Criminal lawyers and lawyer criminals

Criminal lawyers defend those charged with crimes, while lawyer criminals are people with law degrees who commit crimes.  People often confuse the two, understandably so.   After all, what kind of a man would use all his skills defending people who are guilty of the most disgusting, repulsive crimes imaginable?  I’ve never understood that myself.

Starting my law practice, I not only was a public defender in the federal court in Alaska, a little later I was also appointed to represent defendants in state court as well.  This was when the state Public Defender’s Office had a conflict of interest, and I made $35 an hour doing state work.  That was close to a fair rate of $50 an hour, and when I kept track of the time I spent on a case I was reasonably generous to myself.  As long as I wasn’t a pig about it no one really cared, so I liked getting these appointments.   Even a lawyer has to make a living to support his family, for Pete’s sake.

Some of these defendants were truly despicable, but I never had to take any of those cases to trial.  The evidence was so overwhelming that I always convinced them to plead guilty and throw themselves on the mercy of the court.

That meant I had to argue for leniency in the sentence, and even that was sometimes difficult to do.  One miserable little bastard was guilty of first degree arson, and, try as I might, I couldn’t think of one reason why the judge shouldn’t throw the book at him.  The judge asked me if there was any reason whatsoever for a reduced sentence, and all I could say was , “Well, your honor, he is young.”

The most appalling criminal I was appointed to defend was a young Alaska Native from Valdez charged with kidnapping.  The young gal who worked alone at night at the Valdez Police station, dispatching officers in the field, was forced at knife point by this kid into his car.  He drove off with her, and, fearing for her life, she jumped out of the speeding vehicle, tearing off both of her knee caps.

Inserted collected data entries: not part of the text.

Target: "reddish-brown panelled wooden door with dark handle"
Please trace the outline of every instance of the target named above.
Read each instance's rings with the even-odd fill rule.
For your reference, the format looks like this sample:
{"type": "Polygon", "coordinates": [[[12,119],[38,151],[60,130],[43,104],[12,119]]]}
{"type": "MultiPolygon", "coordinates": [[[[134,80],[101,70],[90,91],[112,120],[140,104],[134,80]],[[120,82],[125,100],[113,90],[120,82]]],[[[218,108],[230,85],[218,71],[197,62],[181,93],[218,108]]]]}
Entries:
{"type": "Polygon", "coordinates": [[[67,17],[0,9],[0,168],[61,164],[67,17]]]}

The first time I appeared in court to represent this kid the family of the victim was there, and to this day I can remember the look of contempt in their eyes as they looked at me.  I didn’t blame them one bit.

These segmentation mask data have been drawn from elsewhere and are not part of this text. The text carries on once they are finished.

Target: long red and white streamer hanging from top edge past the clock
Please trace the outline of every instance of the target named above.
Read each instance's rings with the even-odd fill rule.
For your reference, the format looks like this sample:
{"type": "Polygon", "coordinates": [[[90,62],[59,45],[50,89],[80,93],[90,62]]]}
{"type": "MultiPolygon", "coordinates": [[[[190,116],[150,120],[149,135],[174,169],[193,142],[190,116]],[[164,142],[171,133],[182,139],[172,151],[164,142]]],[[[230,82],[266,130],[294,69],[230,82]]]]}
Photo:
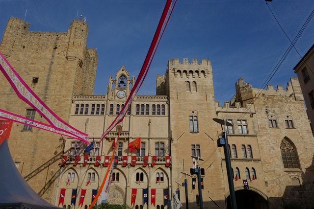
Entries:
{"type": "Polygon", "coordinates": [[[162,11],[157,29],[155,31],[155,35],[153,38],[153,41],[151,43],[151,46],[148,49],[147,55],[145,57],[144,63],[142,65],[142,68],[137,76],[137,79],[135,81],[135,84],[131,90],[131,93],[129,95],[129,97],[127,98],[127,101],[125,103],[125,105],[123,106],[123,108],[121,109],[120,113],[118,114],[118,116],[116,116],[116,118],[113,120],[113,122],[109,125],[109,127],[107,128],[107,130],[105,130],[104,134],[102,135],[102,138],[100,141],[102,141],[105,136],[114,128],[117,126],[117,124],[119,124],[120,122],[122,122],[124,116],[127,114],[132,101],[134,100],[136,93],[138,92],[139,88],[141,87],[147,73],[148,70],[151,66],[151,63],[153,61],[155,52],[157,50],[157,47],[159,45],[159,42],[161,40],[161,37],[163,35],[163,32],[166,29],[167,23],[169,21],[169,18],[172,14],[173,8],[176,5],[177,0],[167,0],[166,5],[162,11]]]}

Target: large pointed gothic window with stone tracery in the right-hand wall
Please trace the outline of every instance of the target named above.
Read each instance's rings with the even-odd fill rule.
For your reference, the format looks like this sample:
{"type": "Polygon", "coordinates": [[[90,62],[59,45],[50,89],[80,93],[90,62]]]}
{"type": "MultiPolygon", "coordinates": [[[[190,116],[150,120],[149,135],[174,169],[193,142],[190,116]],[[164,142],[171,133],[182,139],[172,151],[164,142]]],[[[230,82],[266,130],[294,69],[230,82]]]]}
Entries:
{"type": "Polygon", "coordinates": [[[296,148],[289,139],[281,141],[280,149],[285,168],[300,168],[296,148]]]}

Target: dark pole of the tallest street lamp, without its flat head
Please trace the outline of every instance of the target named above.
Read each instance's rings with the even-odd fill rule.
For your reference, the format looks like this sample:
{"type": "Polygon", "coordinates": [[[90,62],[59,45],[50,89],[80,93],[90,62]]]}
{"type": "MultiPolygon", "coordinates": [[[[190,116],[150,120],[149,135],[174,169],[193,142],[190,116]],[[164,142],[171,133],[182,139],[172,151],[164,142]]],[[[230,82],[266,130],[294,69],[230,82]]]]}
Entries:
{"type": "Polygon", "coordinates": [[[229,190],[230,190],[231,206],[232,206],[232,209],[236,209],[235,186],[234,186],[234,180],[232,178],[230,153],[228,150],[228,136],[226,132],[222,132],[221,135],[225,139],[225,144],[223,146],[224,146],[224,152],[225,152],[225,161],[226,161],[228,184],[229,184],[229,190]]]}

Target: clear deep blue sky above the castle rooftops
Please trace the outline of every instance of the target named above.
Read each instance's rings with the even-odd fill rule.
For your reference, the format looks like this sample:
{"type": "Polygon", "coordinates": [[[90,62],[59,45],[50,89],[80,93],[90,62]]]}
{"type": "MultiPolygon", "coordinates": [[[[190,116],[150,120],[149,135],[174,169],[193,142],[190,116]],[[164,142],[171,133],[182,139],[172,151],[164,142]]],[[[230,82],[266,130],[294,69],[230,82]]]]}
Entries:
{"type": "MultiPolygon", "coordinates": [[[[135,78],[153,39],[166,0],[0,0],[0,36],[10,17],[30,31],[67,32],[80,15],[89,26],[87,46],[97,48],[95,94],[105,94],[109,75],[125,65],[135,78]]],[[[269,7],[290,40],[314,9],[313,0],[273,0],[269,7]]],[[[303,56],[314,44],[314,20],[295,47],[303,56]]],[[[235,82],[261,88],[290,45],[264,0],[178,0],[138,94],[156,93],[156,74],[169,59],[209,59],[215,99],[235,94],[235,82]],[[153,85],[152,85],[153,84],[153,85]]],[[[301,57],[293,49],[269,84],[287,86],[301,57]]]]}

I’d read somewhere that if a criminal defendant wrote out their life story, there might be something in there which could be used at sentencing.

So this kid went to work, and wrote out an account of his life.  I could barely read it, it was so disgusting.  This kid had the most evil, twisted mind I’d ever seen.

The judge gave him 30 years, a very heavy sentence.  As his lawyer, I could have appealed this as excessive, and I may have had a legal duty to do so.

But I couldn’t do it.  The way that girl’s family looked at me made me too ashamed.